Even in the most stringent manufacturing environments, human errors can lead to costly investigations, contamination and failed audits. With automated enumeration, the vast majority of these errors are eliminated. Technicians do still need to prepare samples, but the Growth Direct System automates incubation, counting and the transfer of plates (for serial incubation) from one incubator to another.
More importantly, the Growth Direct System has the potential to eliminate the errors associated with data entry and calculations. Errors associated with data transcription errors, or incubation errors can lead to investigations that end with the need to retrain staff. Automating the process can minimize these errors, providing a clearer picture their products and production environments.
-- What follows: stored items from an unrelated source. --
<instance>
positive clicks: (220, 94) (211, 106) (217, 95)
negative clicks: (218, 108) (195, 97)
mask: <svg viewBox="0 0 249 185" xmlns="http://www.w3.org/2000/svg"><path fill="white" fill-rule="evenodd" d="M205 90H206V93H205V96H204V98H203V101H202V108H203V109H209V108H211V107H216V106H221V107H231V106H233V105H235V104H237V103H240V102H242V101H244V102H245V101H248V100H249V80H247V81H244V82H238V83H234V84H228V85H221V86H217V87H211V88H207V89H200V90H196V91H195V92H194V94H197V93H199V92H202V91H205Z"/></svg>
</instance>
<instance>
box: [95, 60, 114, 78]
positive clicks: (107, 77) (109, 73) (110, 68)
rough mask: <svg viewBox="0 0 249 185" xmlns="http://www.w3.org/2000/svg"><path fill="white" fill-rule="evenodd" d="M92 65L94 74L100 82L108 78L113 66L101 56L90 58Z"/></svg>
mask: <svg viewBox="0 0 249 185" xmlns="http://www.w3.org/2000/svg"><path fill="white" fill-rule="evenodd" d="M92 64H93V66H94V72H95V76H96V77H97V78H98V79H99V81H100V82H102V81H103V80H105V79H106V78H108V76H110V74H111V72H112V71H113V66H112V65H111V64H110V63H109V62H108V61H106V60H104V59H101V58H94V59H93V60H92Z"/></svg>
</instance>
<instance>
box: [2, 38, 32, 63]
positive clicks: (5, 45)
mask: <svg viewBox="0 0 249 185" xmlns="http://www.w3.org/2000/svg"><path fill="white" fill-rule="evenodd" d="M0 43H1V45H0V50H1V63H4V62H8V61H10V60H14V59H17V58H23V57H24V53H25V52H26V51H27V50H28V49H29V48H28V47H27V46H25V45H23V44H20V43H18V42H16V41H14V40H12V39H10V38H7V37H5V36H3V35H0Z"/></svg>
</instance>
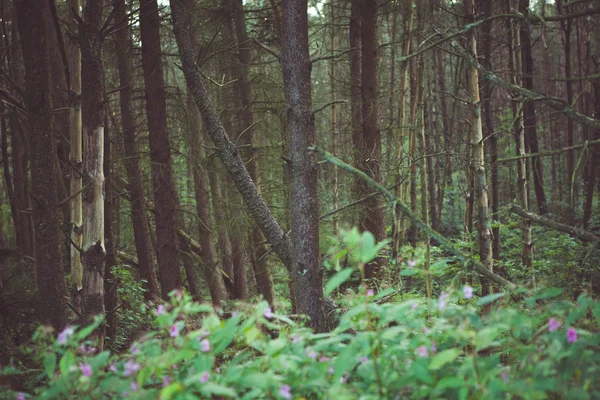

Regulators have already provided positive feedback with regard to the validation strategy of the Growth Direct System. In fact, recent updates to the PDA Technical Report 33 includes text stating that, “Some alternative or rapid technologies may be considered as automated traditional or compendial microbiological test methods, especially when the results are in colony forming units (CFU). These technologies may be qualified for their intended use without the need for demonstrating certain method validation requirements as specified in Section 5.0 of this Technical Report.” Growth Direct System’s similarity to traditional methods makes it less resource intensive to validate.
While manufacturers – and certainly the general public – often view regulations as detrimental to innovation and quick production, regulators do have good intentions. Given the scrutiny government agencies tend to face, no regulatory body wants to be seen as a roadblock to the development of helpful and even life-saving products. Ultimately, it's in the best interests of both regulators and the manufacturers they audit to come up with quality control systems that are reliable and easy to validate. Given the positive feedback validation strategies for technologies like the Growth Direct has already received, businesses should be confident that the technology can be validated and placed into production.
Compared to alternative RMM technologies, the Growth Direct System requires fewer steps to validate. Because of its similarity to the manual method, the only additional components regulators need to inspect are its automated incubation and colony counting machinery, and its alternative sampling media. The specific validations for each use include:
Water and bioburden: Testing is performed exactly as outlined in the US Pharmacopeia, and current Growth Direct users have already validated the system for routine use.
Sterility Testing: Users must verify the alternate growth media used in sample preparation. This media allows manufacturers to incubate sterility samples directly on growth plates, bypassing the traditional turbidity test and allowing for instant identification tests in cases of contamination.
Environmental Monitoring: A membrane is used for organism capture, and users must demonstrate its accuracy as compared to traditional swabbing and air capture methods.
Overall, the Growth Direct System validation plan has received positive feedback from regulators. The system will save users time, money and labor compared to both the traditional method and many alternative RMM technologies. Validtion requires a time and resource investment, but in the long run, users will enjoy automated QC testing, fewer OOS investigations and faster times to market.